The connection is to foster the development of advanced network technologies and to support data-intensive high-end projects, such as the experiments at the LHC in Geneva, at the ITER fusion reactor in France, and in other international programs. At the SC13 International Supercomputing Conference in mid-November, the Steinbuch Centre for Computing (SCC) of KIT successfully demonstrated the exchange of LHC experiment data via the high-speed connection between Karlsruhe and Denver. The German National Research and Education Network, DFN, provided a 100 gigabits/s line from KIT to Amsterdam. The transatlantic 100 Gbits/s network connection named “Advanced North Atlantic 100G Pilot project (ANA-100G)” from Amsterdam to New York will now be made available by a consortium of six international science networks for a period of twelve months.
“The worldwide LHC computing grid has proved to be suited for the exchange of the LHC data in the first years. This 100 gigabits/s transatlantic network test now is an important step in the extension of this distributed computing environment for coping with the much larger data volumes of the next LHC data acquisition and future experiments,” Professor Dr. Christian Zeitnitz, deputy chairman of the Committee for Elementary Particle Physics (KET), says.
Apart from the transmission of LHC data, SCC also succeeded in demonstrating in a showcase that currently available computer systems really fill the bandwidth of 100 gigabits/s and the data are processed in real time. “In view of the length of the transatlantic connection, this certainly is a technical challenge,” Professor Dr. Bernhard Neumair, Managing Director of SCC, emphasizes.

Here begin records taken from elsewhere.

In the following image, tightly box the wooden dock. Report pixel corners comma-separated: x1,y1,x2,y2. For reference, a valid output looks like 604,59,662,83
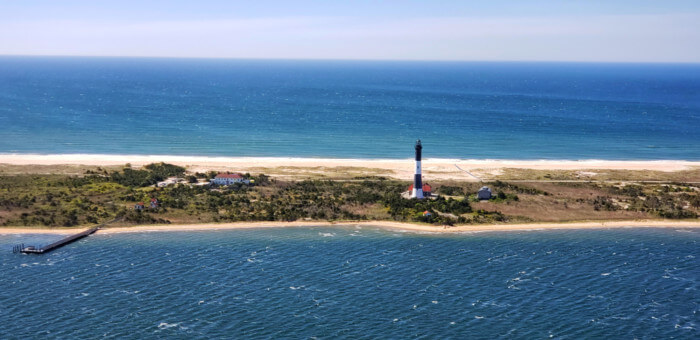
13,227,100,254
11,218,120,254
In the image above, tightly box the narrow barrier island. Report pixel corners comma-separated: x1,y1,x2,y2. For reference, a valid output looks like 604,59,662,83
0,162,698,231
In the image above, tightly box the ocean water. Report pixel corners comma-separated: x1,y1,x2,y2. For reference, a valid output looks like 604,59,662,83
0,57,699,160
1,227,698,338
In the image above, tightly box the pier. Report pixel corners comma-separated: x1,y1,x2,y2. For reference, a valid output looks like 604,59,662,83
13,227,99,254
11,218,119,254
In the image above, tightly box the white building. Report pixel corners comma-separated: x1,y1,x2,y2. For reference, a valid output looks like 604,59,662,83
211,173,250,186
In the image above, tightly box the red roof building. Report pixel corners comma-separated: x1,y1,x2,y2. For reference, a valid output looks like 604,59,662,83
211,173,250,185
408,184,432,194
215,173,242,179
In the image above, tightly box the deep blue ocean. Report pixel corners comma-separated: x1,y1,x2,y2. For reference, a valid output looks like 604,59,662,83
0,57,699,159
1,227,698,338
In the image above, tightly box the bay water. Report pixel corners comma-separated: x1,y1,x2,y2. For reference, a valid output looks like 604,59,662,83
1,227,698,338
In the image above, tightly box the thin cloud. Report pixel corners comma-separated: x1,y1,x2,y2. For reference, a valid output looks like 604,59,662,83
1,13,698,62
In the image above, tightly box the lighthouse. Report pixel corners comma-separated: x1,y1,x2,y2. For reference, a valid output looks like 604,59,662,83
411,140,424,199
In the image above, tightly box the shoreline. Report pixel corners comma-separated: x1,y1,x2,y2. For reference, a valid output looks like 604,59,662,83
2,153,698,168
1,220,699,235
2,153,698,181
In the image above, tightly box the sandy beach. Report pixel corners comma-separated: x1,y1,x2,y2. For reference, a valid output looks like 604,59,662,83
1,154,698,181
1,220,699,235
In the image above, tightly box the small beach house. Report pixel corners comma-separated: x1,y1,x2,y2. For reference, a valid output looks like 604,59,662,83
477,186,492,200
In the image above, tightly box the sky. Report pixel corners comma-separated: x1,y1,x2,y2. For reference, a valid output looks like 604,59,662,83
1,0,699,62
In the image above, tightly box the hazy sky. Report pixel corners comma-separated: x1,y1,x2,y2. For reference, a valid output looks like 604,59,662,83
1,0,699,62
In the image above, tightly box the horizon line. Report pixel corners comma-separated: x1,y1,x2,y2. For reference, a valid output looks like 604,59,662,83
1,54,699,65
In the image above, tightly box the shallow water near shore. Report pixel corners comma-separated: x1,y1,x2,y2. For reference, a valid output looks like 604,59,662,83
1,226,698,338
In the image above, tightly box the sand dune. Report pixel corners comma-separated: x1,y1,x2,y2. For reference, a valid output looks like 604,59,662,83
1,154,697,181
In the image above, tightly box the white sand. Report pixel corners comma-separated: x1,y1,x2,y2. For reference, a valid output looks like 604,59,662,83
1,154,697,181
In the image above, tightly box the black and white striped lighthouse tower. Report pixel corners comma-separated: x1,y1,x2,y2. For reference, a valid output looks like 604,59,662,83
411,140,424,199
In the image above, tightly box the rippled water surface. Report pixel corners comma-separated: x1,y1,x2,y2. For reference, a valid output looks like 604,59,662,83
1,227,698,338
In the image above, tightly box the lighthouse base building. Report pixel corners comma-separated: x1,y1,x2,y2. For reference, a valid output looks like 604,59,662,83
409,184,432,197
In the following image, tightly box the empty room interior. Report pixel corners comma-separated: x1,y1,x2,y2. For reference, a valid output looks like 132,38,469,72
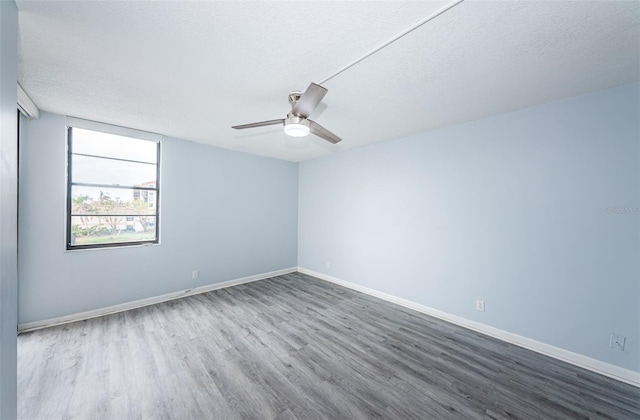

The science networks Internet2 (USA), NORDUnet (Nordic countries), ESnet (U.S. Department of Energy), SURFnet (the Netherlands), CANARIE (Canada), and GÉANT (Europe) are parts of the high-speed connection. Establishment of this connection once again illustrates that current top research is increasingly based on large-scale scientific data, the management and analysis of which are keys to new findings and innovations. Complex projects are performed in international cooperation, with the researchers expecting rapid and secure access to data distributed all around the globe.
Dr. Takanori Hara from the Japanese High-energy Accelerator Research Organization KEK, who is computing coordinator of the Belle II experiment that is planned to measure the properties of bottom quarks with highest precision in the future, also congratulated the SCC on the successful demonstration of their 100 gigabits/s technology. He underlined that this test is a milestone on the way towards the distributed computing infrastructure for the Belle II experiment, in which the KIT and in particular the Grid Computing Centre Karlsruhe (GridKa) of SCC will play an important role.